2021-11-06 hadoop 安全模式

基于hadoop-3.3.0

1 什么是安全模式

安全模式是HDFS所处的一种特殊状态,在这种状态下,文件系统只接受读数据请求,而不接受删除、修改等变更请求。

在NameNode主节点启动时,HDFS首先进入安全模式,DataNode在启动的时候会向namenode汇报可用的block等状态,当整个系统达到安全标准时,HDFS自动离开安全模式。如果HDFS出于安全模式下,则文件block不能进行任何的副本复制操作,因此达到最小的副本数量要求是基于datanode启动时的状态来判定的,启动时不会再做任何复制(从而达到最小副本数量要求)

2 安全模式的相关配置

当系统满足一些条件时,集群可以离开安全模式。那么我们先看下安全模式的常见配置:

  • dfs.namenode.replication.min:最小的block副本数,默认值是1,即默认block副本数为1即满足要求;
  • dfs.namenode.safemode.threshold-pct:副本数达到最小要求的block占系统总block数的百分比,当实际比例超过该配置后,才能离开安全模式(但是还需要其他条件也满足)。

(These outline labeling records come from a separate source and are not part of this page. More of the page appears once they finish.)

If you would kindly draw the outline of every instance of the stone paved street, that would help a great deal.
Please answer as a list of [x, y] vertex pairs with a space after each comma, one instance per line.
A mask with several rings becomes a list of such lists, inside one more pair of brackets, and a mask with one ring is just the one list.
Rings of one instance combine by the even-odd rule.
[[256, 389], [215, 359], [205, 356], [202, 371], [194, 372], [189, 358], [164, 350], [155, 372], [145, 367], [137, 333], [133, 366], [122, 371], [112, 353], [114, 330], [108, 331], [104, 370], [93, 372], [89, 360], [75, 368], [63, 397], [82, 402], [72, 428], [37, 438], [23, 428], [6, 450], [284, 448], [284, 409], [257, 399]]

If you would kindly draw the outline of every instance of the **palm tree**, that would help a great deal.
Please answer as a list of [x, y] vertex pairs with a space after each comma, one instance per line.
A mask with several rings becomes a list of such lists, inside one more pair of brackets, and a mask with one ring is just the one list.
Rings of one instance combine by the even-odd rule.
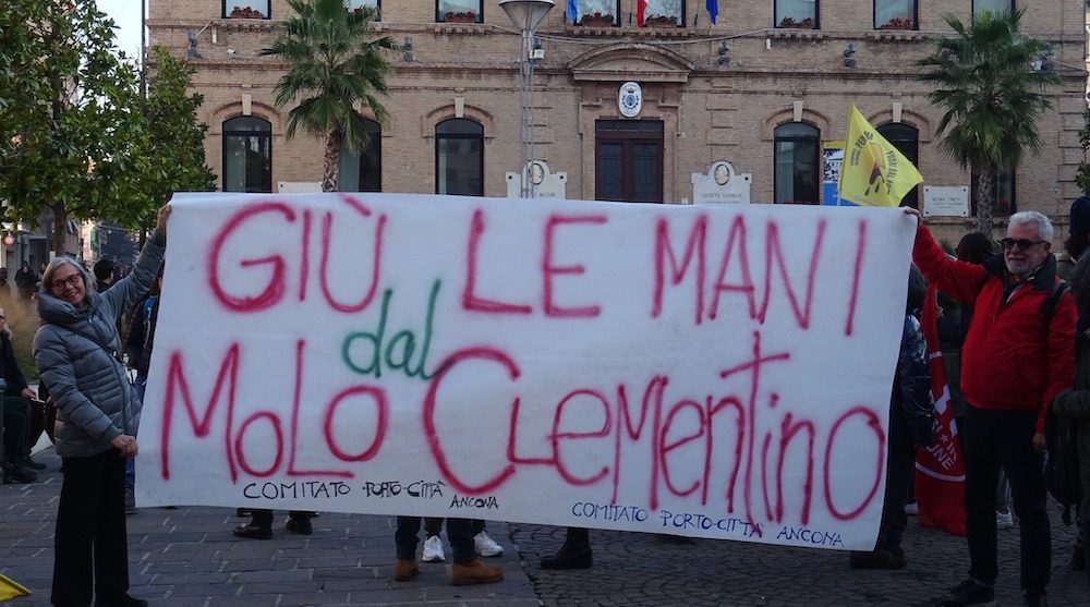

默认为0.999f,也就是说符合最小副本数要求的block占比超过99.9%时,并且其他条件也满足才能离开安全模式。如果为小于等于0,则不会等待任何副本达到要求即可离开。如果大于1,则永远处于安全模式。
  • dfs.namenode.safemode.min.datanodes:离开安全模式的最小可用(alive)datanode数量要求,默认为0。也就是即使所有datanode都不可用,仍然可以离开安全模式。
  • dfs.namenode.safemode.extension:当集群可用block比例,可用datanode都达到要求之后,如果在extension配置的时间段之后依然能满足要求,此时集群才离开安全模式。单位为毫秒,默认为30000,即30s。

综上,离开安全模式需要满足一下条件:

  1. nn的资源情况,如editLog目录的资源情况等,NN的安全模式

后面是BlockManager的安全模式离开方式

  1. 满足最小副本要求的block需要达到一定比例;
  2. datanode存活的数量;
  3. 满足2、3条件后还要等待一定时间(extension)后看是否持续满足;

3 相关命令

hadoop dfsadmin -safemode <command>

command

功能

get

查看当前状态

enter

进入安全模式

leave

强制离开安全模式

wait

一直等待直到安全模式结束

4 源码

书接上文,namenode在启动时,会在initialize的时候启动公共服务,而在启动公共服务的过程中会对与安全模式相关的参数的初始化,并且有一部分情况会进入安全模式(BlockManageSafeMode)。安全模式的是否进入是在NameNode初始化时的enterState中有一部分(nn的资源情况)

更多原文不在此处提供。